Complete Genome Sequence of the Aerobic CO-Oxidizing Thermophile Thermomicrobium roseum:
In order to enrich the phylogenetic diversity represented in the available sequenced bacterial genomes and as part of an “Assembling the Tree of Life” project, we determined the genome sequence of Thermomicrobium roseum DSM 5159. T. roseum DSM 5159 is a red-pigmented, rod-shaped, Gram-negative extreme thermophile isolated from a hot spring that possesses both an atypical cell wall composition and an unusual cell membrane that is composed entirely of long-chain 1,2-diols. Its genome is composed of two circular DNA elements, one of 2,006,217 bp (referred to as the chromosome) and one of 919,596 bp (referred to as the megaplasmid). Strikingly, though few standard housekeeping genes are found on the megaplasmid, it does encode a complete system for chemotaxis including both chemosensory components and an entire flagellar apparatus. This is the first known example of a complete flagellar system being encoded on a plasmid and suggests a straightforward means for lateral transfer of flagellum-based motility. Phylogenomic analyses support the recent rRNA-based analyses that led to T. roseum being removed from the phylum Thermomicrobia and assigned to the phylum Chloroflexi.
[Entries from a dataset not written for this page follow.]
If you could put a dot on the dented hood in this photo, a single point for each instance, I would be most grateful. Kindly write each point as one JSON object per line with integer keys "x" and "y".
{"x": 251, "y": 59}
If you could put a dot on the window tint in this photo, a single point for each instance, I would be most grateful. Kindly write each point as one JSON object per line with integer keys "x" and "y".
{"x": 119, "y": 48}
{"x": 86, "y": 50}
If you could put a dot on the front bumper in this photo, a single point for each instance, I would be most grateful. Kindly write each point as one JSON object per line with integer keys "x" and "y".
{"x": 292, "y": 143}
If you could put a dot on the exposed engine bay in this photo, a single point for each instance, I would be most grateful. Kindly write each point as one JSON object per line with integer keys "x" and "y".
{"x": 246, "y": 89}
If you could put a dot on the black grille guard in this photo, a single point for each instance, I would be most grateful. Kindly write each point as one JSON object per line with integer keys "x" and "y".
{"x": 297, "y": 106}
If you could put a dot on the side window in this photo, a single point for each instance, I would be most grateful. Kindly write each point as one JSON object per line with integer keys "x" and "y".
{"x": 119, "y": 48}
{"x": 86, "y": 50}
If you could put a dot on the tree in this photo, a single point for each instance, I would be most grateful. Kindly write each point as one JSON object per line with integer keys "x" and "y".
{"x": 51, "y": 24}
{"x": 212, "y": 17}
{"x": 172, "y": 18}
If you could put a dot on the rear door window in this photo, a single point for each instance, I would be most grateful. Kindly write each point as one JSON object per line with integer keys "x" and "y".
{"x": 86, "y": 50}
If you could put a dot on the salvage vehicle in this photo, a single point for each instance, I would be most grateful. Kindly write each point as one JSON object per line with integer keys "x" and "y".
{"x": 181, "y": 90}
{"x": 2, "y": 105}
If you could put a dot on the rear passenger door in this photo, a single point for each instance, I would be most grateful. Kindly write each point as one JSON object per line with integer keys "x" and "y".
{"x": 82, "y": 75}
Because T. roseum is a deep-branching member of this phylum, analysis of its genome provides insights into the evolution of the Chloroflexi. In addition, even though this species is not photosynthetic, analysis of the genome provides some insight into the origins of photosynthesis in the Chloroflexi. Metabolic pathway reconstructions and experimental studies revealed new aspects of the biology of this species. For example, we present evidence that T. roseum oxidizes CO aerobically, making it the first thermophile known to do so. In addition, we propose that glycosylation of its carotenoids plays a crucial role in the adaptation of the cell membrane to this bacterium’s thermophilic lifestyle. Analyses of published metagenomic sequences from two hot springs similar to the one from which this strain was isolated, show that close relatives of T. roseum DSM 5159 are present but have some key differences from the strain sequenced.